Par contre, contrairement à CDX2, l’expression de TEAD4 n’est pas limité au TE lors du développement précoce et donc il est difficile d’envisager qu’il joue un rôle instructif dans la
39 spécification du TE (Rossant and Tam, 2009). Par ailleurs, chez la drosophile et dans les cellules de mammifères, le facteur de transcription TEAD n’agit qu’en coopérant avec son partenaire YORKIE/YAP (Vassilev et al., 2001; Zhao et al., 2008). Ainsi, la disponibilité nucléaire de YAP pourrait être le facteur limitant dans la capacité de TEAD à activer des gènes nécessaires à la spécification du TE, comme Cdx2. Par contre, le patron d’expression de YAP n’a pas encore été caractérisé durant le développement précoce, préalablement à la formation du blastocyste.
D’autre part, l’expression des facteurs de transcription nécessaires à la spécification de la MCI, comme OCT4, NANOG et SOX2, devient restreinte aux cellules situées à l’intérieur du blastocyste seulement suite à la détermination du TE (Rossant and Tam, 2009). Cette restriction d’expression des facteurs requis pour la spécification de la MCI dépend de CDX2. Par exemple, il a été caractérisé que OCT4 et NANOG demeurent exprimés dans le TE des blastocystes Cdx2-/- (Ralston
and Rossant, 2008).

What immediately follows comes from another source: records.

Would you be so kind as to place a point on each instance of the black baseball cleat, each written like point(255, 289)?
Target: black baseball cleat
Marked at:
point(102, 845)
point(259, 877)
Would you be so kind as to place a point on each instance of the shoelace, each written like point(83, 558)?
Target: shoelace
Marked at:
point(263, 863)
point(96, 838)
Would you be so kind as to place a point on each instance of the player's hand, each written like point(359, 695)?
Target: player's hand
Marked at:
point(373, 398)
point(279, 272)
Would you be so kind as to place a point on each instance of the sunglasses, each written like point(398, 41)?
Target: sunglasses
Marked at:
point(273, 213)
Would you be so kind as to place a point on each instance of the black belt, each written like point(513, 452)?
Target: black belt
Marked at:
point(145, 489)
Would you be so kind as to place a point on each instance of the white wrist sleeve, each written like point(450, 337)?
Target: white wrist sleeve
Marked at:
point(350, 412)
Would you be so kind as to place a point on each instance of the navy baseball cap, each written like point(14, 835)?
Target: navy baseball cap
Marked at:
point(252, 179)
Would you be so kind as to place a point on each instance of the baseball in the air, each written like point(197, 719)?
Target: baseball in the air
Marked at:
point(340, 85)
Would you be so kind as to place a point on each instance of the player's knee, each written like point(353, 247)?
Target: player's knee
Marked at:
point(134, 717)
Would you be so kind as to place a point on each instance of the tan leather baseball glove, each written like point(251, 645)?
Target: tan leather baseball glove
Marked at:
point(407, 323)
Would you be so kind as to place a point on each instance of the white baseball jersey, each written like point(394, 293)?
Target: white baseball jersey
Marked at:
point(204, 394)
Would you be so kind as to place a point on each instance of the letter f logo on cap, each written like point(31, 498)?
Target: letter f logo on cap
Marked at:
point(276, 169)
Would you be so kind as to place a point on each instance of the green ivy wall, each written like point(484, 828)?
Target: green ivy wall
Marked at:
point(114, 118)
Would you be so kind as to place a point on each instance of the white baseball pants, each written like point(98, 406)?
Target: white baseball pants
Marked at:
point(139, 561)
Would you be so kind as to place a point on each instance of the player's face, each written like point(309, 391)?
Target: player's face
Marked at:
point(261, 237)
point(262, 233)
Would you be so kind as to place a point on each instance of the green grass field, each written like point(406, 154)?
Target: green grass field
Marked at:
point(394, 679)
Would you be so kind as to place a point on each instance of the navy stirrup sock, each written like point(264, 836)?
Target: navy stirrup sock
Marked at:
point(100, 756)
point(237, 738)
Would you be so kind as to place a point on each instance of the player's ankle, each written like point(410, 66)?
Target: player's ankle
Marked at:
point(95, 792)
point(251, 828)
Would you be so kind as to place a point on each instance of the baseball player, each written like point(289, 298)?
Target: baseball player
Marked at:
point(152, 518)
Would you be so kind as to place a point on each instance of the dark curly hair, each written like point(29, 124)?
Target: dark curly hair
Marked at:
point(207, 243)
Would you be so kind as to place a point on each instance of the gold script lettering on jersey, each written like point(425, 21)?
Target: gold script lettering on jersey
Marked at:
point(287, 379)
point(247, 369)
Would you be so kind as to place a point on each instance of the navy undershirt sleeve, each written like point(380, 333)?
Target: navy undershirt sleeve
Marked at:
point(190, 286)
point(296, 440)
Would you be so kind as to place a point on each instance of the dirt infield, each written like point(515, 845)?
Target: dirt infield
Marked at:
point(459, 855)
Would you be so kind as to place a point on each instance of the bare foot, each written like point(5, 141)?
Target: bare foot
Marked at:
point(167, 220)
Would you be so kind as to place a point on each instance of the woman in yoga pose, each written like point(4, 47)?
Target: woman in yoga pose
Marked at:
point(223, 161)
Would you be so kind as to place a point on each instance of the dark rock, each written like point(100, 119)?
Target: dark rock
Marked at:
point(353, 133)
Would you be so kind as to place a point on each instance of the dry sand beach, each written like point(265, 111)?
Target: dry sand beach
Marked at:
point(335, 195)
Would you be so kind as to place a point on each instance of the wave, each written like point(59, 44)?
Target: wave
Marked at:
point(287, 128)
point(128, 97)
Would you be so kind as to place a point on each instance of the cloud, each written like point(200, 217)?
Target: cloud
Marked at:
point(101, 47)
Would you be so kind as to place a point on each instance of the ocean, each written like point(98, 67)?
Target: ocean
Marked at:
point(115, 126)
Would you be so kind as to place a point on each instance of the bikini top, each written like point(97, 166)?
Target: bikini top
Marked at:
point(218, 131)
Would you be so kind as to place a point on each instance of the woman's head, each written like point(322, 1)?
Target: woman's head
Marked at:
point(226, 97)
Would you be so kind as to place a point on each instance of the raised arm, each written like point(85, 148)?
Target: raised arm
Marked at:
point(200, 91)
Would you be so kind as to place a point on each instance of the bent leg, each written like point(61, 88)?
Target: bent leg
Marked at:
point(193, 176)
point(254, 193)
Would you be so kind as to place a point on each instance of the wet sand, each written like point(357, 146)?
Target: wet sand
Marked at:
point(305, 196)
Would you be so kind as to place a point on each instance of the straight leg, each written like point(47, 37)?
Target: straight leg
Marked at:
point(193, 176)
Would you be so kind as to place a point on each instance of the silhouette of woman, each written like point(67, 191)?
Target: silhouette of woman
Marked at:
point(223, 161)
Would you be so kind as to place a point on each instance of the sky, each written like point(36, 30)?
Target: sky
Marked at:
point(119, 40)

Ainsi, la spécification des lignées cellulaires du blastocyste débute par l’activation des gènes cibles du TE et la répression de l’identité MCI dans les cellules situées à l’extérieur. Par la suite, la répression réciproque des facteurs de transcription nécessaires à l’identité du TE par OCT4/NANOG/SOX2 combinée aux fonctions autorégulatrices de OCT4 et CDX2 assurent le maintien de l’identité cellulaire (Beland et al., 2004; Boyer et al., 2005; Chew et al., 2005; Loh et al., 2006; Xu et al., 1999).